Années 70, dans les faubourgs de Hambourg. Dans une Allemagne encore fortement marqué par la guerre, Fritz Honka coule une existence misérable entre putes vieillissantes et bouteilles de schnapps. En pleine misère sociale et sexuelle, il entraîne parfois chez lui des grognasses, puis complètement aviné les tabasse et finit par les occire ni plus ni moins, par les débiter en tranches et par les enfouir dans le placard de sa cuisine, qui commence à sentir quelque peu la rose. Quand commence le film, il devient raide dingue d'une blondinette de 20 ans, et va passer la frustration de ne pouvoir la posséder sur les radasses du "Golden Glove", le bar où il va échouer. Autant dire que ça va être sanglant. Le film est tiré de l'histoire vraie d'un serial-killer, et Akin voudrait en faire le symbole d'une Allemagne encore complètement sous le poids de la défaite, encore en reconstruction. Honka serait l'image du pays complètement éclaté au niveau de son identité et de son intégrité. Malheureusement, Akin échoue complètement dans cette tentative : l'image n'est pas assez forte, la symbolique douteuse, le fond lui échappe trop souvent au profit de la forme. Ça veut pas dire grand-chose, finalement, cette allégorie du tueur sans scrupule pour désigner une Allemagne perdue, encore peuplée de nazis et livrée au peuple dégénéré qu'elle a engendré.

festival-de-berlin-2019-impression-5-the-golden-glove-image

C'est vrai qu'au niveau de la forme, le gars envoie du bois.

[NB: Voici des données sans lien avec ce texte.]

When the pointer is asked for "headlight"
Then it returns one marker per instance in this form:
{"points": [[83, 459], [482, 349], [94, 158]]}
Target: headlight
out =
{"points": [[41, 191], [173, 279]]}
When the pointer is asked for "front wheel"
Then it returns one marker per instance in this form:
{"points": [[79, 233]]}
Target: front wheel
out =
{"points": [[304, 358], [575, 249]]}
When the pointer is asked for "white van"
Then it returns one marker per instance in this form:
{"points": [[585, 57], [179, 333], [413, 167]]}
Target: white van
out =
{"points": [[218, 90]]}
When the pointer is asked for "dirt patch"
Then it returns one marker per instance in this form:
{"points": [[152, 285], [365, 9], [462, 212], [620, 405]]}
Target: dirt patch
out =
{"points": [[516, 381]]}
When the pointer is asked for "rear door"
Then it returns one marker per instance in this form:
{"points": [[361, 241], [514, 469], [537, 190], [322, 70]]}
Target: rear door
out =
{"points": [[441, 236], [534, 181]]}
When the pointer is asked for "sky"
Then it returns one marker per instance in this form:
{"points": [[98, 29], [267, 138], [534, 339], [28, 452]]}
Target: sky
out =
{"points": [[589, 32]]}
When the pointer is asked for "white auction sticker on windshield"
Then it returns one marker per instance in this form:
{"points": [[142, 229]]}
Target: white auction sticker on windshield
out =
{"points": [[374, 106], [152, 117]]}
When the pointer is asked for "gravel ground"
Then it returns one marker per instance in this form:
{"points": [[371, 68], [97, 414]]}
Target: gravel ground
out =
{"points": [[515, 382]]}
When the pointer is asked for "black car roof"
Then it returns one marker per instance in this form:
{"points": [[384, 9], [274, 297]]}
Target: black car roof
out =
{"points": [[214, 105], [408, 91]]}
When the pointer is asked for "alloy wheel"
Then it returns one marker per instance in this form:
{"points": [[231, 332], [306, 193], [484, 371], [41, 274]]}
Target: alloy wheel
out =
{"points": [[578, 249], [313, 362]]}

Certains trouveront ça trop complaisant : rien, absolument rien dans cet univers n'est plaisant à regarder (hormis la petite jeunette, très pure). Au contraire, Akin se vautre dans le sordide, en rajoutant sans arrêt des louches pour qu'on soit encore plus dans le marasme. Des femmes du bar, vieilles peaux alcoolisées et vulgaires, éructantes et sales, aux habitués, ramassis de losers puants, des décors glauquissimes aux costumes antiques, en passant par le personnage principal, monstre aussi bien physiquement que moralement, complètement dépourvu de morale ou de contrôle, tout est laid, monstrueux, barbare. Akin filme les scènes de meurtre et de dépeçage frontalement, jusqu'au malaise, longuement, avec une sorte de fascination morbide dérangeante, très proto-punk. Et tout ça, c'est vrai, finit par déboucher sur une révolte : on se dit que pour se rouler ainsi dans la merde et le sang, pour montrer ainsi tous les êtres humains comme des sacs à vin dégueulasses, Akin doit bien avoir une tendance à la complaisance. C'est la limite du film. Mais c'est aussi sa force : jusqu'au-boutiste et radical, Golden Glove ne doit rien à personne, et surtout pas aux tenants du bon goût. Il se permet d'être burlesque aux endroits les plus terribles, de rire comme un damné aux choses les plus immondes, et cet acte d'insolence totale force le respect. Mieux : il parvient de temps en temps à nous faire aimer ce personnage, pourtant sans aucune excuse et aucun mérite. Dans les scènes où il tente de se réhabiliter il est parfois touchant, et son maquillage outrancier qui le transforme en poivrot dégueu laisse apparaître quelques failles, quelques jolies faiblesses. Ce sera malheureusement de courte durée : Akin, le replongeant tout à coup dans la réalité crue, qui veut que la vie soit une chienne, le fait très vite renouer avec le meurtre et l'éviscération. On ne conseillera ce film à personne, mais on reconnaît son pouvoir de fascination et la grande franchise de son réalisateur qui a inventé là une sorte d'American Psycho allemand.